Understanding the behaviour of users of a Web-site is obviously very important.
I designed the structures to hold data on user-behaviour, and wrote the code to populate these structures. The raw data-feed is the click-stream (URL hits) by users. From this raw data, many interesting facets of user-behaviour may be extracted. This included inferring `sessions' by the user and also heuristically assigning unauthenticated hits to users based on the pattern of authenticated hits from particular I.P. addresses. I managed one person in this work.
In addition, I constructed models of user-behaviour in terms of a user's `lifetime' on the site. These models were illustrated by tabular reports and graphical representations.

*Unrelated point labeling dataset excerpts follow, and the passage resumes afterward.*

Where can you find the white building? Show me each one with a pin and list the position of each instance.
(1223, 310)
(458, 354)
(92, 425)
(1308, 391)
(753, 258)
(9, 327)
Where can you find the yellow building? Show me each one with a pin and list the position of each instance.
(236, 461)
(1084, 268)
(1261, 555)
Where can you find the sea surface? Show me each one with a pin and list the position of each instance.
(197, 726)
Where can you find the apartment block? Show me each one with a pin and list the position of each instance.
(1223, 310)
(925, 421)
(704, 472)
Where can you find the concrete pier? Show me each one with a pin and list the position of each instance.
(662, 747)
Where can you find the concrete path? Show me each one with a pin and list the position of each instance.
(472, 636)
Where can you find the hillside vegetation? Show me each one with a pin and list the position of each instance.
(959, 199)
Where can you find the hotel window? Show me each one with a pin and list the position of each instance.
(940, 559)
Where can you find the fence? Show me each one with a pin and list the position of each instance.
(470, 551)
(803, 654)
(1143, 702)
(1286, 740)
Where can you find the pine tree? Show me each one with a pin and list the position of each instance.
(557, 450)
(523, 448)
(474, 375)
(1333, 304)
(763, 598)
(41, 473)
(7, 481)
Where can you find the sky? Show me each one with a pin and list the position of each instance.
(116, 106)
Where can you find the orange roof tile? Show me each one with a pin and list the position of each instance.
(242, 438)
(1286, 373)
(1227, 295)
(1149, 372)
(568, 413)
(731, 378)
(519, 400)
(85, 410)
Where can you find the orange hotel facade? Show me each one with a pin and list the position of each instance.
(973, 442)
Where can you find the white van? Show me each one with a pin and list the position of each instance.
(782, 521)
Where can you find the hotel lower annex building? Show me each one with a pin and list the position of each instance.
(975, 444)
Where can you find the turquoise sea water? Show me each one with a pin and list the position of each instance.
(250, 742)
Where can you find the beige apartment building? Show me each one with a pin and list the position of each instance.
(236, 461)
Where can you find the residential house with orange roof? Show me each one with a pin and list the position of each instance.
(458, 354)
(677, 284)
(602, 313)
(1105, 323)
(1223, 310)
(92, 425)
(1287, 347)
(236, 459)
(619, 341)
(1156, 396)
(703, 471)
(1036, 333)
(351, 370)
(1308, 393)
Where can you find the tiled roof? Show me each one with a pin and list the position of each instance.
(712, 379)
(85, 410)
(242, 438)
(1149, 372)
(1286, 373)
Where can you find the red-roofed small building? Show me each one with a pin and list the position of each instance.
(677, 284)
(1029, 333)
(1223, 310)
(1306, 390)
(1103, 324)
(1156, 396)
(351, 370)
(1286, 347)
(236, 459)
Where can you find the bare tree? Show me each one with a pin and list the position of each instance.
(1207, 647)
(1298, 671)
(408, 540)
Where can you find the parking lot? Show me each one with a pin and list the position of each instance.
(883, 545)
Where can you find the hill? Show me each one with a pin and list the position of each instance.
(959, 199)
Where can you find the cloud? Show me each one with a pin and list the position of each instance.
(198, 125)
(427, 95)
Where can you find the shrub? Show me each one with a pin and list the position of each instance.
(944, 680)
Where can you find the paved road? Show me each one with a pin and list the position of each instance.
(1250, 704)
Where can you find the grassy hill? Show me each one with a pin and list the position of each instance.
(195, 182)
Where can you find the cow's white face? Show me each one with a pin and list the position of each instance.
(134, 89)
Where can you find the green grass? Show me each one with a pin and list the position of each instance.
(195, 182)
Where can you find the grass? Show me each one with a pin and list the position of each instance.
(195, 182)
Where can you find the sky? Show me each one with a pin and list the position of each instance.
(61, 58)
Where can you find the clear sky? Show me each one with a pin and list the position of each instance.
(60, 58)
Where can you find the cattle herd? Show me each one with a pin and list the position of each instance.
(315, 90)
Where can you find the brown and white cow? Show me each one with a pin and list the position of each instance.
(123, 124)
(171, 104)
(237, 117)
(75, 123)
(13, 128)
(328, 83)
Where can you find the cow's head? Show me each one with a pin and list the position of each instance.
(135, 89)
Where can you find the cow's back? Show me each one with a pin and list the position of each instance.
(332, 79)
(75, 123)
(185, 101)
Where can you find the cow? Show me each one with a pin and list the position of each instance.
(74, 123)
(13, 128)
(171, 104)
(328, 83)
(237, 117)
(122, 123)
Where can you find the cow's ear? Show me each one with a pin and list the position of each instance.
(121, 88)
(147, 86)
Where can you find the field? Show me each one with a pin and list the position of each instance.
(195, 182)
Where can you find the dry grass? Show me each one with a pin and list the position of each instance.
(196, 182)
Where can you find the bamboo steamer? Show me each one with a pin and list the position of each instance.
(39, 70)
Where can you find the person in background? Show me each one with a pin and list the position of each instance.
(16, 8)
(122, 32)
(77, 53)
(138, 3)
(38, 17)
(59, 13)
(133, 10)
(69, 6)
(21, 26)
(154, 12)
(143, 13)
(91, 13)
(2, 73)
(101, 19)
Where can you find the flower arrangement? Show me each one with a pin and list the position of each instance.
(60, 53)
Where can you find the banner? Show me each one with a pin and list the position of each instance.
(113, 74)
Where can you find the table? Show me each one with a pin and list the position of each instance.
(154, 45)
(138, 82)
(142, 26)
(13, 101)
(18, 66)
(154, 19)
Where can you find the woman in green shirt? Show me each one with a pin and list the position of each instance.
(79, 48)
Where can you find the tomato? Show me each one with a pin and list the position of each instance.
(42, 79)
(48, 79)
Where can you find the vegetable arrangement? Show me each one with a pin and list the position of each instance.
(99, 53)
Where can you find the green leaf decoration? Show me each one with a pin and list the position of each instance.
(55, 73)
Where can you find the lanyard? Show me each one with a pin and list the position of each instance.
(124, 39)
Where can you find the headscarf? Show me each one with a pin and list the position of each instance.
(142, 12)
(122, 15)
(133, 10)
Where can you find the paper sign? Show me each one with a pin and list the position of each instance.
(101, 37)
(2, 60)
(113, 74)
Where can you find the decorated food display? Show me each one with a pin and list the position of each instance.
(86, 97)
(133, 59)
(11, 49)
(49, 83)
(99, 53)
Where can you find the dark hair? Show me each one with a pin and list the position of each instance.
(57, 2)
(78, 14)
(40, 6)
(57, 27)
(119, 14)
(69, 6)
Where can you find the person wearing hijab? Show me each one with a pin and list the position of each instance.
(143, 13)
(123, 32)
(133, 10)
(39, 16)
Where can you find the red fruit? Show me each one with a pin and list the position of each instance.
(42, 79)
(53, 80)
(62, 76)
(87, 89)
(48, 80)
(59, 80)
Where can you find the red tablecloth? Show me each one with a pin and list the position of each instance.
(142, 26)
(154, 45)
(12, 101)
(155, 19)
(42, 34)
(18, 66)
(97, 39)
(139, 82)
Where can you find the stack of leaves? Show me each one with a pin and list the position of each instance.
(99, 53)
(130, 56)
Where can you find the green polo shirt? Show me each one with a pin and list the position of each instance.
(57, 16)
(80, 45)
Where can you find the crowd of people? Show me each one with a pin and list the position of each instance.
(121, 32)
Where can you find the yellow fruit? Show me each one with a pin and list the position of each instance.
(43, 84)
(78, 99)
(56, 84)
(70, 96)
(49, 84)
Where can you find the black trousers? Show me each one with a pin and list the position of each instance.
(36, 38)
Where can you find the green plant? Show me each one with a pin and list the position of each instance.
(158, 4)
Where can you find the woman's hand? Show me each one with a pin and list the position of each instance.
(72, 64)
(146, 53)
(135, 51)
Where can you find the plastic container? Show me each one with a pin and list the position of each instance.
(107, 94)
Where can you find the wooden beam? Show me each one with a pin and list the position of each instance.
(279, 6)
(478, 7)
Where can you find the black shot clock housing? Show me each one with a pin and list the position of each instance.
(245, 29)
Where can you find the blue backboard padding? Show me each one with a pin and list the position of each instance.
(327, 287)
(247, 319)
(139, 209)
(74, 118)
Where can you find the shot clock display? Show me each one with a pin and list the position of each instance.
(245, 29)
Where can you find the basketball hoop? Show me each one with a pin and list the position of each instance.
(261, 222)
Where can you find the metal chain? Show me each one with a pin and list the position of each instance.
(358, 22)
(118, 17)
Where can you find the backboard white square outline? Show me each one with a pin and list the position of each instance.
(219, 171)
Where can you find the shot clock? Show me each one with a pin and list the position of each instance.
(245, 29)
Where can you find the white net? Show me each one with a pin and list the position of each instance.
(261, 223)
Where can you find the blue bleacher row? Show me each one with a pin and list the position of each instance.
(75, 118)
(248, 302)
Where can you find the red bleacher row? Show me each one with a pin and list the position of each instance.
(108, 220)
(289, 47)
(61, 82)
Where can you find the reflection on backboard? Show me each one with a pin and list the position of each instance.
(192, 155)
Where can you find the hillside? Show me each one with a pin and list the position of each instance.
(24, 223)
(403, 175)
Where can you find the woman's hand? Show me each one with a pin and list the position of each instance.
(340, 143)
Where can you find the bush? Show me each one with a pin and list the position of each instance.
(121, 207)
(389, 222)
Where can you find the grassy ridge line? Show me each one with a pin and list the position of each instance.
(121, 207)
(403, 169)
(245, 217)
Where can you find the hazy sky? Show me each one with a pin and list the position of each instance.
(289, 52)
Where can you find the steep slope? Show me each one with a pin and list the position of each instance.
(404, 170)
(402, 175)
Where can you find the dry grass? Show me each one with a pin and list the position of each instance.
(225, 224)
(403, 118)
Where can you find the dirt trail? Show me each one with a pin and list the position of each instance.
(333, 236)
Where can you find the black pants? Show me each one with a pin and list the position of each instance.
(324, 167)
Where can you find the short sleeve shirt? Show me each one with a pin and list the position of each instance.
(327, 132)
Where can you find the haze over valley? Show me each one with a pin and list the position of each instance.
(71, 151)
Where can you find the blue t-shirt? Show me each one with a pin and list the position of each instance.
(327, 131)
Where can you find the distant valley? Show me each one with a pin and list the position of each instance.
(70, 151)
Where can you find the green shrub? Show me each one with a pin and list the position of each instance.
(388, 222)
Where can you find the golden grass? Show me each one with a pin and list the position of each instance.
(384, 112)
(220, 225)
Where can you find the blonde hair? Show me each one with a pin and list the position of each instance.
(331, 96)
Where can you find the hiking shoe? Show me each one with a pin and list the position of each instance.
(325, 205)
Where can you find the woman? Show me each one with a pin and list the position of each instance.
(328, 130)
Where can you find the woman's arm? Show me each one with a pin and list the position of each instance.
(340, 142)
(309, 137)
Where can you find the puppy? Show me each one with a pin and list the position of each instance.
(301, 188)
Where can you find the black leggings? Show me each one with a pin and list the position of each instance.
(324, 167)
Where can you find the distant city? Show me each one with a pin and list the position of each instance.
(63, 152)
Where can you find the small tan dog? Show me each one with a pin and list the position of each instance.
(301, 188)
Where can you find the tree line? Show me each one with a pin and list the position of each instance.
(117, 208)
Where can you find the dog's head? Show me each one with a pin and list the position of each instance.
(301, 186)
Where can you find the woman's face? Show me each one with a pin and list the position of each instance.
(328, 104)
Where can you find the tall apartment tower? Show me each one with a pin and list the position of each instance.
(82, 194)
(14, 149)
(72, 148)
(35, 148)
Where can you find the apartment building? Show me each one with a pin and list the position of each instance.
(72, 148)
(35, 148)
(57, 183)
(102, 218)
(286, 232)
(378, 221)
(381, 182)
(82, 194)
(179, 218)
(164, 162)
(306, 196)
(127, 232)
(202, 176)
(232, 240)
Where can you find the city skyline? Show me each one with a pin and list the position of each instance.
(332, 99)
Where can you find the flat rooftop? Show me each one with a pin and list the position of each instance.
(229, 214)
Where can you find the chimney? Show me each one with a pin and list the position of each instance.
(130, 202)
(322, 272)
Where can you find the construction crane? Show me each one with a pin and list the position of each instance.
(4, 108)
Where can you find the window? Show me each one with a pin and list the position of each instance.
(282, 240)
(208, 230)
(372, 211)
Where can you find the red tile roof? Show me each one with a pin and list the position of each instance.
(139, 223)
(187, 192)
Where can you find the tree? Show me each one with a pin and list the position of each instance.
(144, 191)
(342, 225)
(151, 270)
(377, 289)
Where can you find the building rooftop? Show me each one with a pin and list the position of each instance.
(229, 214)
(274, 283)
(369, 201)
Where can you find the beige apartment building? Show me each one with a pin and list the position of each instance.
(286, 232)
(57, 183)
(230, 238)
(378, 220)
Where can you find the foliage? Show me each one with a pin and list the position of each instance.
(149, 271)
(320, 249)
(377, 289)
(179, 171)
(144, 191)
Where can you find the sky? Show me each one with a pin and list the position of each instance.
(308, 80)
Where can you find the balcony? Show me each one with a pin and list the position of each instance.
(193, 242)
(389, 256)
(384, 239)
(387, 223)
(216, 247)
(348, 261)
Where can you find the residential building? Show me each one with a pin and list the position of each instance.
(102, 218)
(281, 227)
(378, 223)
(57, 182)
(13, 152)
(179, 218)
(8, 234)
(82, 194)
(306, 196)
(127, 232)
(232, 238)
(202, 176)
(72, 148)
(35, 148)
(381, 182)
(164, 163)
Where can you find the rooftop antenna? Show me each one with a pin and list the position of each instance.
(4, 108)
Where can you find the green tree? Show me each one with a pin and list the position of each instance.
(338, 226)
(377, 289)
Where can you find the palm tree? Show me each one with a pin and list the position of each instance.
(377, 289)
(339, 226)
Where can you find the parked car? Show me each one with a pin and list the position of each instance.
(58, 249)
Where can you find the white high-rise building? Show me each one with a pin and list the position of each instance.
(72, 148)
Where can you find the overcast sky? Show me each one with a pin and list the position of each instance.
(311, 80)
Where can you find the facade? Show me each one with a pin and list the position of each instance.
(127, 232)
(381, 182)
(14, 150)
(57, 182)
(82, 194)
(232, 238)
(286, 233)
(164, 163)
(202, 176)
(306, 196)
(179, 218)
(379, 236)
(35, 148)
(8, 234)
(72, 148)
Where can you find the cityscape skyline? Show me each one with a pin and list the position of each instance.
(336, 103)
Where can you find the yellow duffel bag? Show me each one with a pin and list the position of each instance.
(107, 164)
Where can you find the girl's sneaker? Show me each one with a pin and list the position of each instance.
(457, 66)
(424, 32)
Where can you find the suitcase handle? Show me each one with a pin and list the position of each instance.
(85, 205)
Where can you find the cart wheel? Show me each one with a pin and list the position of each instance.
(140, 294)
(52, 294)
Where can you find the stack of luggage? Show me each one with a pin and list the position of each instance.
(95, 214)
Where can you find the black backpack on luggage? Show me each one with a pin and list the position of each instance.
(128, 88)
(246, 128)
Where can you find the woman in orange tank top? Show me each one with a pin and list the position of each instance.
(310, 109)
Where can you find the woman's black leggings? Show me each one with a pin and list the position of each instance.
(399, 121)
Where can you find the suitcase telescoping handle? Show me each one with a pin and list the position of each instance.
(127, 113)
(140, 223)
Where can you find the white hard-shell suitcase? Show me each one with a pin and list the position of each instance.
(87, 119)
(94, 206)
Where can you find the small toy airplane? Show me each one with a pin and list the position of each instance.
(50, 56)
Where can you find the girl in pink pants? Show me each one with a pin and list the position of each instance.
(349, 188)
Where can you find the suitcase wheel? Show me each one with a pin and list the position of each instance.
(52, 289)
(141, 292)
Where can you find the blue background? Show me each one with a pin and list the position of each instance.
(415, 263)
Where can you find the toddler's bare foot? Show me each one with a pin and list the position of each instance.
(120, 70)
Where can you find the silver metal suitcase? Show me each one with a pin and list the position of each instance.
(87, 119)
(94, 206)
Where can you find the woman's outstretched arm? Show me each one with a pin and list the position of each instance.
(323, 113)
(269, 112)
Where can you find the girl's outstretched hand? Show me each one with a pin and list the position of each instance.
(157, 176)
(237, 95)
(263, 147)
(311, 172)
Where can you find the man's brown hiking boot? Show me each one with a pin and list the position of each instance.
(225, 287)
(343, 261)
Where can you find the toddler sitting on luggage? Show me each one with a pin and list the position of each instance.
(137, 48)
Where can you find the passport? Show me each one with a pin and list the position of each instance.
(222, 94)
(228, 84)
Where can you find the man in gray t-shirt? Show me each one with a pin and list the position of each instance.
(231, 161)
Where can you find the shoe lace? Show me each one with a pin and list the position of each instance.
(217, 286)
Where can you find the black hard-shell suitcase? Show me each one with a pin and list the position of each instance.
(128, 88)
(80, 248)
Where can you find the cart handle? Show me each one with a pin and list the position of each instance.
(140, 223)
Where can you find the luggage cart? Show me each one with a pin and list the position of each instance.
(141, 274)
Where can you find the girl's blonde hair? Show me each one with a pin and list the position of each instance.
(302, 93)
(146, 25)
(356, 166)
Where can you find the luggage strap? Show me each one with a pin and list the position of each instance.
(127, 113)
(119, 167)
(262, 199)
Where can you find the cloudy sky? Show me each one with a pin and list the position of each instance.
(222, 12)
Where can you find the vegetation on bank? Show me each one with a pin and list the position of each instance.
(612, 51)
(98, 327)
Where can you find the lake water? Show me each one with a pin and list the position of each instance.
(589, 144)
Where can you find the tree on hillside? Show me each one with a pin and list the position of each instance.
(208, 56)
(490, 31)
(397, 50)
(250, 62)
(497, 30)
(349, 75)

Some of this work involved writing complex SQL queries, such as the following:
select /*+ ORDERED INDEX_DESC(t2 ML_HOSTACC) */ t1.host_addr, t1.member_id, begin_date, max(t2.acc_date) from (select host_addr, member_id, min(acc_date) begin_date from member_logins where (host_addr, member_id) in (select host_addr, member_id from member_logins where acc_date > '1996-12-20') group by host_addr, member_id having max(acc_date) - min(acc_date) > 14) t1, member_logins t2 where t1.host_addr = t2.host_addr and begin_date <= t2.acc_date and t1.member_id <> t2.member_id (+) group by t1.host_addr, t1.member_id, t1.begin_date
Rujith de Silva 1997-05-13